The Suns quickly addressed their biggest need at the onset of free agency, signing Ricky Rubio to a three-year, $51 million contract.
Rubio will start his ninth season in the NBA on his third team. It’s been quite the journey for the Spaniard, who doesn’t turn 29 until October. A baby-faced Rubio set basketball imaginations ablaze when, at 14-years old, he became the youngest to ever play in the Liga ACB then won the league’s Most Spectacular Player award as a 19-year old.

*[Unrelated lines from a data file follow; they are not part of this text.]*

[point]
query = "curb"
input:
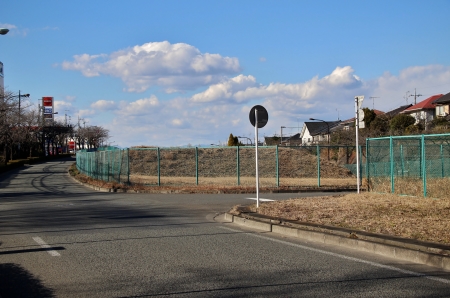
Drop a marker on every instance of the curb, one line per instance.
(426, 253)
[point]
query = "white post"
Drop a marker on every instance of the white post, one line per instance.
(256, 148)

As so often happens with foreign prospects, their intrigue grows through mystery and myth. A few drool-worthy box scores or through-the-grapevine scouting reports spread like high school sex gossip and build exponentially with each passing of the rumor. By the time the Timberwolves imported him, the only legend bigger than his in Minnesota was Paul Bunyan’s.
Rubio’s playmaking flair, scoring and telekinetic passing ability conjured delusions of Catalonian Pete Maravich. Maybe those expectations were unfair to begin with. Maybe coming into non-ideal basketball situations pulled down his ceiling. Whatever happened on that trip across the Atlantic and near-decade since, a now-bearded and hardened Rubio’s never gonna turn into the player he was supposed to be — and that makes him the perfect fit with Phoenix.

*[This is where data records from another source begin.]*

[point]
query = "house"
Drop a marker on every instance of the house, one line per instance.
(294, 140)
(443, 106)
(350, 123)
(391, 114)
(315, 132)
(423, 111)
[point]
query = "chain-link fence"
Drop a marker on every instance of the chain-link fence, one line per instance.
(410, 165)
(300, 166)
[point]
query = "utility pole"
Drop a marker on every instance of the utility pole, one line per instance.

Rubio, almost unselfish to a fault, doesn’t take a ton of shots. As a career 38.8% shooter, he knows his limitations and defers. For a championship contender, this profile of a starting point guard would be problematic. For an adolescent team like the Suns, he represents the ideal table-setter — someone who will stabilize an unsteady position and help develop their abundant youth.
Phoenix rode a carousel of meh at point guard over the past two seasons. In that time, starters included guys like Isaiah Canaan, Josh Gray, Shaq Harrison and Mike James.
The Suns’ lottery talents keep coming up short. One wonders how much of that stalled development hinges on lack of a consistent point guard to make them better. The franchise’s top priorities should be nurturing the growth of DeAndre Ayton, Josh Jackson and 2019 draft pick Cam Johnson.
Phoenix already has the face of the team in Devin Booker, but he’s hardly a complete star. Fortunately, Rubio’s strengths dovetail with Booker’s weaknesses. While Booker is fun and can light up a scoreboard, he’s not the type of player making others better and his defense is, um, lacking.
According to Defensive Player Impact Plus-Minus, Booker ranked LAST IN THE ENTIRE LEAGUE this past season, per BBall Index. While Rubio’s overall rank of 92nd and 14th among point guards don’t exactly stand out, they’re at least positive.
Suns fans should find solace in this signing. Rubio won’t magically catapult them into the playoffs, but he’ll provide the foundational elements to winning basketball they’ve lacked ever since the Seven Seconds or Less circus left town. And maybe, just maybe, coming out to the desert will rekindle those flashes of a Catalon Pistol Pete.